- Born: 27 July 1888 Wimbledon, London, England
- Died: 25 February 1922 Harare, Zimbabwe
- Allegiance: United Kingdom
- Branch: British Army Royal Air Force
- Service years: 1915–1919
- Rank: Lieutenant
- Unit: Royal Engineers No. 98 Squadron RAF
- Awards: Military Cross Legion d'honneur (France)

= Charles Harrison (RAF officer) =

British World War I flying ace

Lieutenant Charles Philip Harrison (born 27 July 1888) was a British World War I flying ace credited with five aerial victories.

==Military service==
Harrison was commissioned as second lieutenant in the Corps of Royal Engineers on 19 November 1915. He served in France and German West Africa, and was promoted to lieutenant on 4 October 1916.

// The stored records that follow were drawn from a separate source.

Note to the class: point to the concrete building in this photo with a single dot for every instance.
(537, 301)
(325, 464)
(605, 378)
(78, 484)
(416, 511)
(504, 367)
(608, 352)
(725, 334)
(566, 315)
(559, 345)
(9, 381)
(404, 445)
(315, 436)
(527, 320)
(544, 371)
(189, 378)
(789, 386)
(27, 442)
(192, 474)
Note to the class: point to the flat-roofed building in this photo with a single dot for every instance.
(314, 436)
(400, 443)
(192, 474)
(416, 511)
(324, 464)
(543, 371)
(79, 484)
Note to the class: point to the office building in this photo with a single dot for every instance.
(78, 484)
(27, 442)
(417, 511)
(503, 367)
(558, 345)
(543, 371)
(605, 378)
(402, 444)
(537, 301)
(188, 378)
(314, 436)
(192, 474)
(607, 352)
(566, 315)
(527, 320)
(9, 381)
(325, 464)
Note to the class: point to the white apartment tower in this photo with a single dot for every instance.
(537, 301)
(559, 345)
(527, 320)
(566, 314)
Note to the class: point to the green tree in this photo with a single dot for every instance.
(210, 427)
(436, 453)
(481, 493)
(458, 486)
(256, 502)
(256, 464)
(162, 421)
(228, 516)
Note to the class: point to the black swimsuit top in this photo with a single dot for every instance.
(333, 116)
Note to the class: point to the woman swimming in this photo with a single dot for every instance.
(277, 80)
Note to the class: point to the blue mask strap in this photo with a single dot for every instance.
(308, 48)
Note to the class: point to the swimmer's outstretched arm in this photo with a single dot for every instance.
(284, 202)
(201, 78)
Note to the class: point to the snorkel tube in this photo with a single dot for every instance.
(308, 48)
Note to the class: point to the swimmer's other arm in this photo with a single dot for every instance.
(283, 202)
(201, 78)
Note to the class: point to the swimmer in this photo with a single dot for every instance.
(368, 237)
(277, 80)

He was seconded to the Royal Flying Corps, and on 17 May 1918 was appointed an observer officer with the rank of second lieutenant, though with the honorary rank of lieutenant. He was posted to No. 98 Squadron, flying in the DH.9. Harrison gained his first victory on 21 April 1918 with Lieutenant A. M. Phillips as pilot, by driving down 'out of control' a Fokker Dr.I over Bailleul. His second came on 8 May, with Lieutenant N. C. MacDonald, when he set on fire an Albatros D.V over Menen–Wervicq. Flying with Lieutenant Frederick Wilton, he accounted for two more Fokker Dr.I's on 16 July, and a Pfalz D.III on 18 July, for a total of five.

Harrison was awarded the Military Cross, which was gazetted on 13 September 1918. His citation read:
Temporary Lieutenant Charles Philip Harrison, Royal Engineers, attached Royal Air Force.
For conspicuous gallantry and devotion to duty. This officer was acting as observer when his pilot was severely wounded. He opened fire and shot down the enemy aeroplane, which fell in flames. He then took control of his own machine, which was very badly damaged, his pilot being "hors de combat," and notwithstanding complete inexperience in piloting a machine he managed to bring it safely back to an aerodrome. His skill and courage undoubtedly saved his pilot's life, and prevented the machine from falling into the hands of the enemy.

In late November 1918 he was awarded the Croix de Chevalier of the Legion d'honneur by the French government.

Harrison finally left the RAF, being transferred to the unemployed list on 14 June 1919.